Why using this following simple model:

with pm.Model() as linear_model:
    data_x = pm.Data('data_x', matrix_train)
    data_y = pm.Data('data_y', matrix_positive.flatten())
    
    beta = pm.Normal('beta', mu=0, sd=20, shape=nfeatures)
    sigma = pm.HalfNormal('sigma', sd=20)
    mu = pm.Deterministic("mu", pm.math.dot(data_x, beta))
    
    y_obs = pm.Normal('y', mu=mu, sd=sigma,
                       observed=data_y)

works with the following sampling:

trace = pm.sample(10000, tune=2000, cores=1)

But gets stuck with the following sampling:

trace = pm.sample(10000, tune=2000, cores=2)

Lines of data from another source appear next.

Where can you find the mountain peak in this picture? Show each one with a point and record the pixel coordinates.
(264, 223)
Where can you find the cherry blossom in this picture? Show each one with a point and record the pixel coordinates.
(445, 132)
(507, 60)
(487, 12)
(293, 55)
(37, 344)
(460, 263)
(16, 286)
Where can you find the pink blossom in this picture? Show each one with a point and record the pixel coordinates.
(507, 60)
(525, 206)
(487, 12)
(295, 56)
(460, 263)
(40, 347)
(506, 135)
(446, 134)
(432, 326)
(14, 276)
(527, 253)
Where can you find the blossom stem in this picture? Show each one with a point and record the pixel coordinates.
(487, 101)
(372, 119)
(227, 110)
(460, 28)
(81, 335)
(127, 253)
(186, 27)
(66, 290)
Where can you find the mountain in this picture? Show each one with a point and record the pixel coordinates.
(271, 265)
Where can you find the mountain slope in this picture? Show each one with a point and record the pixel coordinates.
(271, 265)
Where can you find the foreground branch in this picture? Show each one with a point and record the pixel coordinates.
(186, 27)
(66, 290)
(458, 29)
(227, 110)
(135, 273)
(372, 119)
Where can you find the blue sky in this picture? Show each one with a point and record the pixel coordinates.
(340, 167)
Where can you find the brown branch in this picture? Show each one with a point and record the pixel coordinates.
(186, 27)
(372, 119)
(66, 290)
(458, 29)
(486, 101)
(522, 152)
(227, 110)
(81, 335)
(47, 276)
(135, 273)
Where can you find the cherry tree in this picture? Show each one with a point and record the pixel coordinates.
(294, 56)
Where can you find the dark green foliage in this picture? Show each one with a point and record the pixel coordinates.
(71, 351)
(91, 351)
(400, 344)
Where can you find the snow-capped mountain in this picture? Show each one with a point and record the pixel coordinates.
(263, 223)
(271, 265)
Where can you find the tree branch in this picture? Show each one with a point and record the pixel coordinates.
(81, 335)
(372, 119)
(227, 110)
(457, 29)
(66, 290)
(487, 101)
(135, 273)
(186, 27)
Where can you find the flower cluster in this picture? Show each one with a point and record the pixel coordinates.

Is this a known issue ? Seems to be related with multiprocessing. I’m using the master branch and MacOS.

Hi,
What do you mean by “gets stuck” exactly? Do you get an error message somewhere?

Nothing, just stuck. I’m using it on a jupyter notebook. It’s very weird because I don’t have this issue with other models. However for this model I have around 5k samples, maybe memory issues with 2 cores ? But then it would thrown an error or something.

Looks like memory issue to me as well - sometimes pm.math.dot has weird memory issue - could you try doing tt.sum(data_x * beta[None, ...], axis=-1)

3 Likes

Yeah, looks like memory issue – I think I remember that when using multiple cores, the data need to be actually kind of copied to each core.
To verify this hypothesis, you can try diminishing the number of samples you give your models, to see if this runs.
This won’t fix the issue though, contrary to Junpeng’s suggestion. Hope this helps :vulcan_salute:

2 Likes

It was the tt.mul indeed, so it seems to be related with memory issues. Thanks a lot @AlexAndorra and @junpenglao !

1 Like